Zitat von: "Mc Claudia"
WARUM HANDELN WIR ETHISCH?
Ich für meinen Teil, weil ich erstens so erzogen wurde, es zweitens nach gründlicher Überlegung für positiv befunden habe, diesen Teil meiner Erziehung nicht zu kicken  :D  und drittens mein Glaube gewisse "Verhaltensrichtlinien" enthält, welche ich - nach ebensolcher Überlegung - absolut bejahe.

Zitat von: "Mc Claudia"
Meine Frage ist jetzt: Hat ein Mensch wirklich ein tiefes ethisches Verständnis, wenn er Böses unterlässt, nur damit er nicht bestraft wird (egal ob hier oder drüben)?
Nein. Angst vor Strafe führt nicht zu Verstehen. Verstehen ist m.E. unerlässlich, wenn man ethisch handeln möchte, sonst ist es ein reines Imitieren von Verhaltensweisen und das kann auch schon mal danebengehen....

Zitat von: "Mc Claudia"
Welche Motivationen, ethisch zu handeln, gibt es, wenn es mit Sicherheit, kein Strafen geben würde, wenn also niemand, kein Gericht, kein Staat, kein Karmagesetz, kein Gott böse Taten bestrafen würde? Welchen Grund hätte man dann, ethisch zu handeln?
Ich möchte diejenige, der ich in der Früh die Zähne putze, im Spiegel betrachten können, ohne mich zu grausen  :D
"Tut anderen nur das, was ihr wollt, dass sie euch tun!" lautet eines der Gebote meines Glaubens.

Zitat von: "Mc Claudia"
Warum handelt Ihr ethisch?
Weil ich mich erstens dann besser fühle und zweitens festgestellt habe, dass es ein schöneres Lebens für alle bringt, deren Lebensweg ich berühre.

Zitat von: "Mc Claudia"
Glaubt Ihr an kosmische oder göttliche Gesetze, die für Ausgleich sorgen, wie Karma oder das Berühmte „Böse Zauber kommen dreifach zurück.“ oder ähnliches?
Ja und nein. Ich glaube, dass das Universum selbst nach Ausgleich drängt - und "Karma" ist nur ein Wort. Mein gewohntes "Seelenweg" drückt vielleicht besser aus, was ich meine ...

Zitat von: "Mc Claudia"
Glaubt Ihr an ewige oder zeitlich begrenzte Höllen im Jenseits?
Nur an die, die ins uns selbst steckt - die Menschen sich selbst bereiten können - oder im schlimmsten Fall auch einander ...

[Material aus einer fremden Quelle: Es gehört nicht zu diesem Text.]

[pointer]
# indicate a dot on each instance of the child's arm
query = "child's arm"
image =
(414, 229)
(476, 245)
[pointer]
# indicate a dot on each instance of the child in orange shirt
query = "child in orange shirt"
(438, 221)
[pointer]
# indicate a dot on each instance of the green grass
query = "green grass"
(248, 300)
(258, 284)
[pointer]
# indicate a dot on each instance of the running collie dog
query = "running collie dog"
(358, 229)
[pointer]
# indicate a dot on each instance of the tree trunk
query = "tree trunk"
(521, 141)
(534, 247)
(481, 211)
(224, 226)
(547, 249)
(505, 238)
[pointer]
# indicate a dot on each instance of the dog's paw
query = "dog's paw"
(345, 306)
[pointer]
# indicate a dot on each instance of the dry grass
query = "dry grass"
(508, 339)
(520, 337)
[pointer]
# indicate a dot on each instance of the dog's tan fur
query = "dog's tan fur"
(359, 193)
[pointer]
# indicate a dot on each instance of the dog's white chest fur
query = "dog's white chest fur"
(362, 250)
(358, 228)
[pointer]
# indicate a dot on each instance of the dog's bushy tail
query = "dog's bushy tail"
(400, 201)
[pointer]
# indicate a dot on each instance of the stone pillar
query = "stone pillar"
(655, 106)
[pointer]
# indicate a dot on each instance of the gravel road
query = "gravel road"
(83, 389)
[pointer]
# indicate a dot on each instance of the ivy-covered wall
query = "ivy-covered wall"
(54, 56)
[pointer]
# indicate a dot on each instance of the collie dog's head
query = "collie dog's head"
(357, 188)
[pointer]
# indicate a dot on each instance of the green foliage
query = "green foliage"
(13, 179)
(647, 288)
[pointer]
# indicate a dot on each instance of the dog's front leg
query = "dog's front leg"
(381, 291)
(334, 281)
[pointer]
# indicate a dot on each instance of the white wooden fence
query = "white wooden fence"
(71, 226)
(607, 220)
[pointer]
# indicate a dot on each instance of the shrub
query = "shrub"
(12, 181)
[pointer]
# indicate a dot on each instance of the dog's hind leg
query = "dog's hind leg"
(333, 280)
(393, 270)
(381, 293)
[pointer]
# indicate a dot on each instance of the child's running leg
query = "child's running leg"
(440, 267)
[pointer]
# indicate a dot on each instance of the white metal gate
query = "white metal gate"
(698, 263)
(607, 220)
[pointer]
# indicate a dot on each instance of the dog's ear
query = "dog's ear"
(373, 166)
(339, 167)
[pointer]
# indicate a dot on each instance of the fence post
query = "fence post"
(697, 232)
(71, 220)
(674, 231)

Wenn ich einmal diesen sterblichen Körper wieder abgebe und vor mir selbst stehe, werde ich mich verwantworten für das, was ich gesagt, gedacht oder getan habe - ich selbst werde mein Richter sein bzw. mein Höheres Selbst. Nach meiner Vorstellung hat jeder Mensch so etwas, also muss sich auch jeder irgendwann verantworten - ein Rätsel bleibt dennoch: wie konnten Menschen wie die erwähnten vergessen, wer sie eigentlich sind?!?!

Zitat von: "Mc Claudia"
Und die Gretchenfrage zum Schluss: Wie weiß man, ob eine Tat schlecht war? Woran macht man das fest?
An meinem persönlichen Herzgefühl, Bauch gefühl, Seelengefühl - an der Reaktion meiner Umgebung auf mein Tun ebenso.

Crysalgira
Titel: Re: Brauchen wir kosmische Konsequenzen?
Beitrag von: Ritter vom Schach am April 20, 2011, 07:49:57
Guten Morgen!

Hier mal meine Ansichten zur Ethik:

Zitat von: "Mc Claudia"
Ein Fakt ist jedenfalls: Ethik und Moral ist nur dann notwendig, wenn ein Mensch auf ein anderes fühlendes Lebewesen trifft. V.a., wenn zumindest zwei Menschen zusammenkommen. Ein Mensch, der alleine lebt ohne andere Menschen weit und breit braucht keine Ethik, weil er niemandem schaden oder nützen kann.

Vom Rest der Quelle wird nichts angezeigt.